The central limit theorem (CLT) establishes that variance of the properly normalized sum tends toward 1/(lambda^2 * M), because the variance of the exponential distribution is 1/(lambda^2 * M). Here lambda > 0 is the only parameter of the exponential distribution, often called the rate parameter, M is the count of the samples to be averaged.
variance = var(mns)
print(paste('Sample variance =', variance))
## [1] "Sample variance = 0.00611116466559575"
print(paste('Theoretical variance is', 1/(lambda^2 * M)))
## [1] "Theoretical variance is 0.00625"
As we can see, the sample variance is quite close to it’s theoretical estimate.
t.test(mns, mu = theor_mean)
##
## One Sample t-test
##
## data: mns
## t = -0.4035, df = 999, p-value = 0.6867
## alternative hypothesis: true mean is not equal to 0.5
## 95 percent confidence interval:
## 0.4941515 0.5038536
## sample estimates:
## mean of x
## 0.4990025
So, the theoretical mean is included in the calculated sample mean 0.95 confidence interval.

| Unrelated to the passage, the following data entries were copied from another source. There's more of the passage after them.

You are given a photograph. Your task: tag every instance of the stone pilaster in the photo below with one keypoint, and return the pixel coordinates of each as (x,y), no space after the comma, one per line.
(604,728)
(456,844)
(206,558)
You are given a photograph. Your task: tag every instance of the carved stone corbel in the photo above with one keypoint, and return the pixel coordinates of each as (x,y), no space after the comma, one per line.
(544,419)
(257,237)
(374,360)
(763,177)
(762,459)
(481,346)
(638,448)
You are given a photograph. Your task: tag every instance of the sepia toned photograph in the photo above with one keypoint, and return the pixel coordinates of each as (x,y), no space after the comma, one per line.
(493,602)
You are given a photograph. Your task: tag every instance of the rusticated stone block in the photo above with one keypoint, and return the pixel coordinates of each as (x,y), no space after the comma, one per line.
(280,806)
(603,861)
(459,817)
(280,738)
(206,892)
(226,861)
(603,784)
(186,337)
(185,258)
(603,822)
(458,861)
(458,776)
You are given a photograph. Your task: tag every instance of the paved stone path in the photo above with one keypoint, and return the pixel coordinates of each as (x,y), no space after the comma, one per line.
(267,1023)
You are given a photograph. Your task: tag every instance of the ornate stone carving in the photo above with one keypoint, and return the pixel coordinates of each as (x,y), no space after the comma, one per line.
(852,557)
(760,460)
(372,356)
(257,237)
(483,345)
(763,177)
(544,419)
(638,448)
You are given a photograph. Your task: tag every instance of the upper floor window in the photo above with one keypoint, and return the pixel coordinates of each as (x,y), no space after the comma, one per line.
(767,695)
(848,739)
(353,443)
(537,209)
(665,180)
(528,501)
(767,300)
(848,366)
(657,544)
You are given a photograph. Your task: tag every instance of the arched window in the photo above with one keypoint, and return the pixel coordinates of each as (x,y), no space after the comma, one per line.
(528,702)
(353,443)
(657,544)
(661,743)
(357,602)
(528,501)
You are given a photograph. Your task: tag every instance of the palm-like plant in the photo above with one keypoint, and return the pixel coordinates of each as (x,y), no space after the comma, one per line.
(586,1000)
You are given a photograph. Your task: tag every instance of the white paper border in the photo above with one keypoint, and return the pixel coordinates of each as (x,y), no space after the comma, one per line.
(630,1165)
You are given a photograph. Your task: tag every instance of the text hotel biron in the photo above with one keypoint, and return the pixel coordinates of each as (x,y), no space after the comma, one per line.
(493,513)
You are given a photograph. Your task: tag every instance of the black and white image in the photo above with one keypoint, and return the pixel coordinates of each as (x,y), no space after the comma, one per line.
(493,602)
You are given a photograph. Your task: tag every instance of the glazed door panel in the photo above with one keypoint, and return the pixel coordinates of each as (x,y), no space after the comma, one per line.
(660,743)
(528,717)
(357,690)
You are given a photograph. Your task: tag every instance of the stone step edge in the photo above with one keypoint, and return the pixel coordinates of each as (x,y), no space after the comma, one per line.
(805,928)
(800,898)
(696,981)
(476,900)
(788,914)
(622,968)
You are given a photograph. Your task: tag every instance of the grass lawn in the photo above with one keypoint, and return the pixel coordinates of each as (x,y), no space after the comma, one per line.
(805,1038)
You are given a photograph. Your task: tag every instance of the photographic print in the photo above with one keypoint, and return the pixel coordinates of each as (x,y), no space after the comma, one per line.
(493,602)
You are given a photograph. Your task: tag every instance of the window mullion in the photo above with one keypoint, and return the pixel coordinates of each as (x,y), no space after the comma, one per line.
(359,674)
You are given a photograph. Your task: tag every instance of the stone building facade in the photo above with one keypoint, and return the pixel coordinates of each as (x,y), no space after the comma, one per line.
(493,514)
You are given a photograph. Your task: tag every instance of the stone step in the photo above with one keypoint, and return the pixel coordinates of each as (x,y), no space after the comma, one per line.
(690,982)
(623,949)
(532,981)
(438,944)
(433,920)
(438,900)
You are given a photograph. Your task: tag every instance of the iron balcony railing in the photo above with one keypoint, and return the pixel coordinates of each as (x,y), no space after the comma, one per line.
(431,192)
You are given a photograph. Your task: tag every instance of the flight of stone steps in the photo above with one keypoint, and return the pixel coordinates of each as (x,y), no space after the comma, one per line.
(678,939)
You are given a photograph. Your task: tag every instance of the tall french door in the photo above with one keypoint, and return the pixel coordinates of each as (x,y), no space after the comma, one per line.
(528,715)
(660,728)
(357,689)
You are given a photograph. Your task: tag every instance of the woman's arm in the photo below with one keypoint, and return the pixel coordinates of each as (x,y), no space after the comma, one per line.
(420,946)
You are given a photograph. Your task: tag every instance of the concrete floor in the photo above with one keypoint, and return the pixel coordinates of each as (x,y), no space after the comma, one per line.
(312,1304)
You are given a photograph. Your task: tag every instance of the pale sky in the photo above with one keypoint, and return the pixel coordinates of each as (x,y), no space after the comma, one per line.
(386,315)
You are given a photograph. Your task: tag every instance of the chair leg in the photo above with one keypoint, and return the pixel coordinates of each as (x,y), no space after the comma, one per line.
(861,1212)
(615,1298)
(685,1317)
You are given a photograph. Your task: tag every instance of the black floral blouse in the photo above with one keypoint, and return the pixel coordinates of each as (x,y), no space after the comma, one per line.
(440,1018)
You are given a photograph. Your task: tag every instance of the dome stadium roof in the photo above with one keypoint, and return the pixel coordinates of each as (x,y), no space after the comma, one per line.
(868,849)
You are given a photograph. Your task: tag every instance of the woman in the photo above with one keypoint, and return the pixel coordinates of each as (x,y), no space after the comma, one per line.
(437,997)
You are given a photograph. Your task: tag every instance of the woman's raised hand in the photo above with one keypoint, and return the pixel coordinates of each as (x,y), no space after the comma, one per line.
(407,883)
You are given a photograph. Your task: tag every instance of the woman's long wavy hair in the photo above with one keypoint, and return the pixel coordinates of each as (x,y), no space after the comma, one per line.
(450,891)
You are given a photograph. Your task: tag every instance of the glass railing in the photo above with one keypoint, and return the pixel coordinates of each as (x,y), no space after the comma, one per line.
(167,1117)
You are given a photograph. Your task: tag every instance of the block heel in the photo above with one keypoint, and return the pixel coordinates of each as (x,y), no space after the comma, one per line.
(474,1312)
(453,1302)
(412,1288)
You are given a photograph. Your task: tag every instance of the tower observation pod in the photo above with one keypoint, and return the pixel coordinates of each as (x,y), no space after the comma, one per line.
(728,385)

Also, p - value of the test results is too large, so this is impossible to reject the hypotesis what the sample mean is equal to the theoretical mean of the normal distribution.
x <- p1$mids
plot(x, p1$density, main='Sample mean distribution density and the normal one', xlab='', ylab='', col = 'red')
lines(x, dnorm(x, mean = theor_mean, sd = sqrt(1/(lambda^2 * M))), col = 'blue')
legend(0.575, 5, c("Experimental distrubution", "Normal distribution"), col=c("red", "blue"), lty=1, cex=0.8)
The figure above compares the density of our experimental samples drawn from the mean of the exponential distrubition (red color) and the normal distrubution (blue color) with the theoretical mean and the standard deviation. It’s easy to see, what the normal distrubition approximation of the experimental one is quite good.